Brain Canada investment expands access to national MRI platform

New funding will help researchers across Canada access the specialized expertise, technology and data at the Centre for Functional and Metabolic Mapping

Ravi Menon, PhD
Ravi Menon, PhD, is founding director of the Centre for Functional and Metabolic Mapping, which houses one of the world's most advanced suites of imaging technology. (Megan Morris/Schulich Medicine & Dentistry)

By Emily Leighton

Researchers across Canada will gain greater access to one of the world’s leading magnetic resonance imaging (MRI) research facilities through renewed support for Western University’s Centre for Functional and Metabolic Mapping (CFMM).

A new $1.4-million investment from Brain Canada, with matching funds from Western, will support the highly specialized scientific and technical expertise behind CFMM’s ultra-high field MRI systems and strengthen its role as a national research platform.

“This funding provides support for the extremely talented and highly technical staff that allow us to develop new solutions for challenging neuroimaging projects,” said Ravi Menon, PhD, founding director of CFMM and professor at Schulich School of Medicine & Dentistry.

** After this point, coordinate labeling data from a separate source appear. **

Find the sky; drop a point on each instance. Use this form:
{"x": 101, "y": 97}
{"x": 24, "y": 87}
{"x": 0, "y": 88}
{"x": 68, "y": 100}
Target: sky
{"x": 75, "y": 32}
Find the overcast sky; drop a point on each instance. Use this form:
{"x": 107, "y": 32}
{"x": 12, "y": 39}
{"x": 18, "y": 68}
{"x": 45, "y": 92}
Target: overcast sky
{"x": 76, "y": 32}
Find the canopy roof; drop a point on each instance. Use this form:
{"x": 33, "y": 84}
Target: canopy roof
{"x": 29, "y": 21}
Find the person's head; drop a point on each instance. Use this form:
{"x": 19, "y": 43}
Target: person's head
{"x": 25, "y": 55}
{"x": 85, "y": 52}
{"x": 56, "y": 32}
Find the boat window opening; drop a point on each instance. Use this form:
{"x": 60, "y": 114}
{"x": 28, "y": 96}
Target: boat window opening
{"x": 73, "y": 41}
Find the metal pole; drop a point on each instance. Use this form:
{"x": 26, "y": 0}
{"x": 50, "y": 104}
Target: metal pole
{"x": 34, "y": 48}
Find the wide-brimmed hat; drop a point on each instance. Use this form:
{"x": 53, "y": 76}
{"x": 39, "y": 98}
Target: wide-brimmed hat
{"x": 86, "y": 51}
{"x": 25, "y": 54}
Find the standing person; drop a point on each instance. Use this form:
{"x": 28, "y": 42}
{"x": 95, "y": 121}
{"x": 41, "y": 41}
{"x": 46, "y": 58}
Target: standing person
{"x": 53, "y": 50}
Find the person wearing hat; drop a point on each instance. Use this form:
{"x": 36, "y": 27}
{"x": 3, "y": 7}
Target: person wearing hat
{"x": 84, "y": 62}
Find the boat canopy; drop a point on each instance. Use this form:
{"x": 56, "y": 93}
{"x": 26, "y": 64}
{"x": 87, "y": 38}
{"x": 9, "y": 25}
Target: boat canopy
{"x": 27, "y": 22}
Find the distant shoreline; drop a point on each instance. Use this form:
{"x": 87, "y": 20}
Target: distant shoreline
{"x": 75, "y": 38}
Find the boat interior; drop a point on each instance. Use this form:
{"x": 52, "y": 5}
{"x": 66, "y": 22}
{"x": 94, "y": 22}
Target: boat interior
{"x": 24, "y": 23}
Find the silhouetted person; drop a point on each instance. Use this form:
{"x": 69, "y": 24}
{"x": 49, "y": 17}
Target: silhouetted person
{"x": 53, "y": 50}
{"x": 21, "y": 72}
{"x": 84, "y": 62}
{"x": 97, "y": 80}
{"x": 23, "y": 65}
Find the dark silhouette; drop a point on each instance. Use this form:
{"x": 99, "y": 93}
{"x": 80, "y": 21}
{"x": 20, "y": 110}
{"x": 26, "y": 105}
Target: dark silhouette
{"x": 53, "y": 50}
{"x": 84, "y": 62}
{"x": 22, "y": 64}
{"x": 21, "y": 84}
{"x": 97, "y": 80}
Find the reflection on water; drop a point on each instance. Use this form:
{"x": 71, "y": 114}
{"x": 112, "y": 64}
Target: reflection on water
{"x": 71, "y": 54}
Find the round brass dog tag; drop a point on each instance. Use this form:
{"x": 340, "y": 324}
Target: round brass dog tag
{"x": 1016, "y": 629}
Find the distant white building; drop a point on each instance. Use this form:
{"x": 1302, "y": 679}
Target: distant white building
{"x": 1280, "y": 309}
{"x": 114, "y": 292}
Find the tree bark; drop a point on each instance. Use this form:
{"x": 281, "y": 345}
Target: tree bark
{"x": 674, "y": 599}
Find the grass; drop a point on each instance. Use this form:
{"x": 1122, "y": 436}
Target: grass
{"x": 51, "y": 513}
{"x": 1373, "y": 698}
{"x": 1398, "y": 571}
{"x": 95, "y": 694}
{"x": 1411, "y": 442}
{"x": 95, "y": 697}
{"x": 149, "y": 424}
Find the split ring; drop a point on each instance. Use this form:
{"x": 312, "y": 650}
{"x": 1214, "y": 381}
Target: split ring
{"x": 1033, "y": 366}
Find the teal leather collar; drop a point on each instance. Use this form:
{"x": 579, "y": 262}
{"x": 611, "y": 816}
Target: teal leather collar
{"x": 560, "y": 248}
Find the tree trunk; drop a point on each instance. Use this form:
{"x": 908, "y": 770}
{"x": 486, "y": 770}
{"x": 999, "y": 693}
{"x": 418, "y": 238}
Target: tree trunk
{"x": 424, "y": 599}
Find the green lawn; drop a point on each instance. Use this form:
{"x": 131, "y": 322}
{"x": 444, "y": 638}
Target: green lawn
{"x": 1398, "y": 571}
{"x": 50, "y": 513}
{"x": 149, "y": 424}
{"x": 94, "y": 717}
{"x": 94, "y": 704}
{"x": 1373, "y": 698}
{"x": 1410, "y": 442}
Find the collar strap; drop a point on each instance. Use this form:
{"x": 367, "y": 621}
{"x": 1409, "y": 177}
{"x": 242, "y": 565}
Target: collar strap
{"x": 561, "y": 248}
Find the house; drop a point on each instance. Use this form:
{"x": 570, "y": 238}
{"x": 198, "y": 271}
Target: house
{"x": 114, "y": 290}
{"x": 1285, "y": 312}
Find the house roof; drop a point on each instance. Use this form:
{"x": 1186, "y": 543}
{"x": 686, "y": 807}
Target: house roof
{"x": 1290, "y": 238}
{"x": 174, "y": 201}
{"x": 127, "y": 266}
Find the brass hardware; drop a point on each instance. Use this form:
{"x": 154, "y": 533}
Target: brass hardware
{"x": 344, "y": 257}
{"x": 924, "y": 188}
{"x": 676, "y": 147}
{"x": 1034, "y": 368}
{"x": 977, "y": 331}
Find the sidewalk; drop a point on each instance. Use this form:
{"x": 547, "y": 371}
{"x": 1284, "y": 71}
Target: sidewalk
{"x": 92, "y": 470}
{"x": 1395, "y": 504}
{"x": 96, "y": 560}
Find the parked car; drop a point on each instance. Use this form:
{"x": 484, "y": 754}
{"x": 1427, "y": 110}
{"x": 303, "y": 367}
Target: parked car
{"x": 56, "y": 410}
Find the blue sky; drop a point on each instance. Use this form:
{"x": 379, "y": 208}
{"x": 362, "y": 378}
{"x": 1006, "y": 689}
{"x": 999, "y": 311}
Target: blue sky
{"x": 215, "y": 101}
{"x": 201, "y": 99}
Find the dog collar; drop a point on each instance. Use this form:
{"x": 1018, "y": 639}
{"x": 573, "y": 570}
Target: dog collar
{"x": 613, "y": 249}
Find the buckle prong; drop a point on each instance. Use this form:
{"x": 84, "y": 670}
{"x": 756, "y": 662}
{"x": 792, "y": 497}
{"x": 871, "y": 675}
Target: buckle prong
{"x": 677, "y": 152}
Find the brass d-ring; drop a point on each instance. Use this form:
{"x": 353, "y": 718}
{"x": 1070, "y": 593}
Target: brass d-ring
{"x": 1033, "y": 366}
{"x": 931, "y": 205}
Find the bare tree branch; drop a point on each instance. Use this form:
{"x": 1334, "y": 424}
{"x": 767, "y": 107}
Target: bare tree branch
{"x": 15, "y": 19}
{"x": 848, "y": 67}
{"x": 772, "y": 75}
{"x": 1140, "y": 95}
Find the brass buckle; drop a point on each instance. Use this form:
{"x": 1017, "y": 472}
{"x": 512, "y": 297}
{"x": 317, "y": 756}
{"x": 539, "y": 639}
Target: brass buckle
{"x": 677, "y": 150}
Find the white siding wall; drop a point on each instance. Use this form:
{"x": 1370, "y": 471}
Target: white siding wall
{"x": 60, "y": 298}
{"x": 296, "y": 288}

The grant will also create new opportunities for researchers at other institutions to use CFMM’s imaging capabilities and collaborate on complex neuroscience questions.

The Centre houses one of the world’s most advanced suites of imaging technology, including 3T and 7T MRI systems for human research and 9.4T and 15.2T systems for studying animal models of disease.

“Because of the rarity and uniqueness of the equipment at CFMM, one of the exciting opportunities will be to allow researchers in Canada and around the world to use these capabilities to answer neuroscience questions,” Menon said.

The funding further advances CFMM’s commitment to open science by making its unique brain imaging data sets available to the broader research community.

“The detail available in structural and functional MRI at CFMM is unique,” said Menon. “Allowing other scientists to apply innovative analysis methods to these data will yield important benefits beyond what any one institution could achieve alone.”

The announcement comes as CFMM marks its 30th anniversary, celebrating three decades of pioneering imaging technology that has transformed understanding of the brain, aging and disease.